To Mitnick, Zuckerberg’s “Hacker Way” is about finding clever ways to fix problems. It can also mean identifying a new use for something old.
Nathan Hamblen, who works for the website Meetup.com, says the best hacks are those that do something unexpected, something surprising that no one else has thought of.
The term “hacking” dates back more than half a century, when geeks at the Massachusetts Institute of Technology were tweaking telephone systems and computers.
“MIT was the Mesopotamia of hacking. That’s where hacking culture began,” says Steven Levy, the Wired Magazine writer who authored the 1984 book “Hackers: Heroes of the Computer Revolution.”
The small community of hackers in the 1950s and ’60s judged one another on their creative and technical abilities, and wore the term as a badge of honor, says Levy, in much the same way that Zuckerberg does today.
“They were the ones who did what you weren’t supposed to do on a computer,” Levy explains.
Some were pranksters, too. In the 1970s, before they founded Apple, Steve Jobs and his buddy Steve Wozniak figured out how to break into telephone systems and make free phone calls. In one infamous prank, the two Steves dialed up the Vatican to find out who would pick up.
“Wozniak pretended to be Henry Kissinger wanting to speak to the pope. ‘Ve are at de summit meeting in Moscow, and we need to talk to the pope,’ Woz intoned. He was told that it was 5:30 am and the pope was sleeping,” writes Walter Isaacson in his recent biography of Jobs.
It wasn’t until the 1980s and ’90s that hacking took a bad turn. Some blame Robert Morris, a computer science student who discovered a vulnerability in the Internet’s inner workings and unleashed the world’s first computer worm in 1988.
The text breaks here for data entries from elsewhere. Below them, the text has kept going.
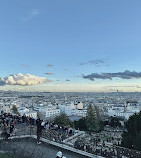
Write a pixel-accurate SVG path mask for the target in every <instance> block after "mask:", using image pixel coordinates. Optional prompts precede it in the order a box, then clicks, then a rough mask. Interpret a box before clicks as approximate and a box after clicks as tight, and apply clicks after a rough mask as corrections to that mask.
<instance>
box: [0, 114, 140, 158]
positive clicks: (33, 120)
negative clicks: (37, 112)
mask: <svg viewBox="0 0 141 158" xmlns="http://www.w3.org/2000/svg"><path fill="white" fill-rule="evenodd" d="M0 127H1V128H0V129H1V131H0V132H1V136H2V137H3V138H4V139H5V140H8V139H9V138H10V136H12V135H14V134H15V135H17V133H18V134H19V135H22V134H23V133H24V134H27V133H28V134H33V135H35V134H37V144H40V143H41V141H40V138H41V137H42V138H46V139H49V140H51V141H56V142H58V143H63V140H65V139H66V138H68V137H70V136H72V135H73V134H74V130H73V129H72V128H70V127H66V126H60V125H57V124H55V123H51V122H44V121H43V120H41V119H40V118H39V117H38V118H32V117H27V116H25V115H23V116H19V115H12V114H10V113H3V114H1V115H0ZM16 132H17V133H16ZM107 136H109V137H107ZM120 136H121V133H118V132H117V133H116V132H110V133H109V132H103V133H102V132H101V133H98V134H96V135H91V136H89V137H88V138H86V137H85V136H84V137H80V138H78V139H76V141H75V142H74V148H76V149H80V150H83V151H86V152H89V153H92V154H95V155H100V156H103V157H108V158H112V157H118V158H122V156H123V155H124V156H126V157H130V158H132V157H135V158H140V157H141V152H138V151H134V150H129V149H125V148H121V147H118V145H119V144H120V141H121V138H120ZM102 137H103V138H106V140H103V139H102ZM109 138H110V139H109ZM107 144H112V145H111V146H110V145H107ZM59 156H60V157H59ZM56 158H65V157H63V155H62V154H61V152H58V153H57V155H56Z"/></svg>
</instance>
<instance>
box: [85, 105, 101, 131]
mask: <svg viewBox="0 0 141 158" xmlns="http://www.w3.org/2000/svg"><path fill="white" fill-rule="evenodd" d="M86 125H87V129H88V130H89V131H95V132H96V131H99V129H100V128H99V120H98V117H97V113H96V110H95V108H94V107H93V106H92V105H91V104H90V105H89V106H88V109H87V114H86Z"/></svg>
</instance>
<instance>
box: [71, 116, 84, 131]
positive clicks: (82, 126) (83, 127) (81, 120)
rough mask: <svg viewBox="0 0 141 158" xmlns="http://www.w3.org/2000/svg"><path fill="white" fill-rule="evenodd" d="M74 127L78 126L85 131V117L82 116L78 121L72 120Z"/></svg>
mask: <svg viewBox="0 0 141 158" xmlns="http://www.w3.org/2000/svg"><path fill="white" fill-rule="evenodd" d="M74 127H75V128H79V129H80V130H82V131H87V125H86V118H85V117H83V118H81V119H79V120H78V121H74Z"/></svg>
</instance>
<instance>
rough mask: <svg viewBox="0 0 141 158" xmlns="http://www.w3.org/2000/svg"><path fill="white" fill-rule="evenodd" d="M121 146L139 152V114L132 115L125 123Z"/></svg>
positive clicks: (139, 136) (140, 126)
mask: <svg viewBox="0 0 141 158" xmlns="http://www.w3.org/2000/svg"><path fill="white" fill-rule="evenodd" d="M125 128H126V130H127V131H125V132H124V133H123V135H122V142H121V145H122V146H124V147H127V148H130V149H136V150H141V112H139V113H138V114H136V113H135V114H134V115H132V116H131V117H130V118H129V120H128V121H127V122H126V123H125Z"/></svg>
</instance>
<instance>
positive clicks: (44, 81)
mask: <svg viewBox="0 0 141 158" xmlns="http://www.w3.org/2000/svg"><path fill="white" fill-rule="evenodd" d="M46 82H50V81H49V80H47V79H46V78H44V77H38V76H34V75H31V74H26V75H23V74H21V73H19V74H15V75H10V76H8V77H5V78H0V85H1V86H4V85H21V86H31V85H38V84H42V83H46Z"/></svg>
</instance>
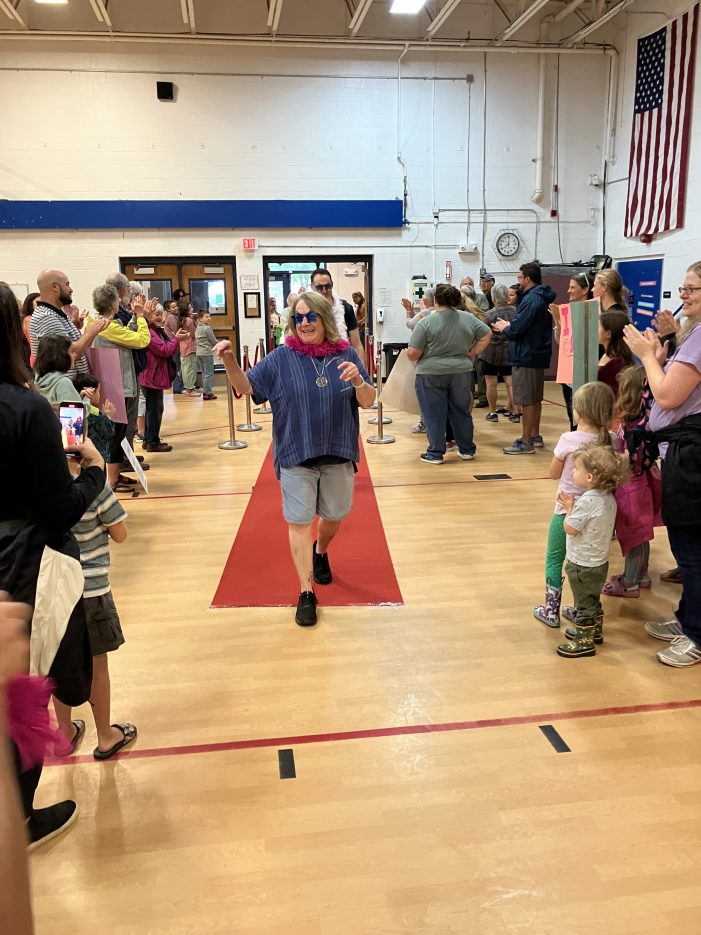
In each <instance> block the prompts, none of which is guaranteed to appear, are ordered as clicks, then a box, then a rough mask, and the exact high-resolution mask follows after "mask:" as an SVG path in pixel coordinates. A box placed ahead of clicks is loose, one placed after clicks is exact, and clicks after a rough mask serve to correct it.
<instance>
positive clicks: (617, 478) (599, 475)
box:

“He essentially brought the Internet to a grinding halt,” says D’Ovidio, the criminal justice professor. Morris was the first person charged under the federal Computer Fraud and Abuse Act that had been enacted two years earlier.
Movies like 1983′s “War Games” also fueled the public’s fear of hacking. In the film, a hacker unwittingly comes close to starting the next World War, thinking it’s all a computer game.
“It happened because of Hollywood and because there was no other word out there,” says Andrew Howard, 28, a research scientist at the Georgia Tech Research Institute. “Hacker is a cool word, right? It’s a neat-sounding word.”
The ’80s and ’90s were also a time when computers spread from geek circles to office cubicles and home desktops. They were becoming mainstream. But they were still mysterious to most people. They wondered: “How do they work? Is someone going to break into them?”
Zuckerberg’s hacker manifesto is a nod to Levy, who codified “The Hacker Ethic” in his book about the subculture. Among the principles: “Hackers should be judged by their hacking” and “Always yield to the hands-on imperative.”
The hands-on imperative is important to Facebook. Zuckerberg still spends hours writing computer code, even though he has hired hundreds of engineers.
That ethos helped Zuckerberg’s social network to prosper. As the once mighty MySpace stopped innovating, its users flocked to the cleaner, crisper, always-changing Facebook. News Corp. gave up on MySpace and sold it for $35 million last June. Meanwhile, Facebook’s user base ballooned to 845 million, even as the website has gone through changes and redesigns that have angered members and privacy advocates.
Zuckerberg and others may yet be able to clean up the term. Meetup’s Hamblen thinks it’s already happening.
“People aren’t as afraid of technology, which was driving the fear of hackers,” he says. “It was someone doing something with software that you don’t understand. As people become more comfortable with technology in general, then hacking becomes a way of seeing it as using it in a clever way.”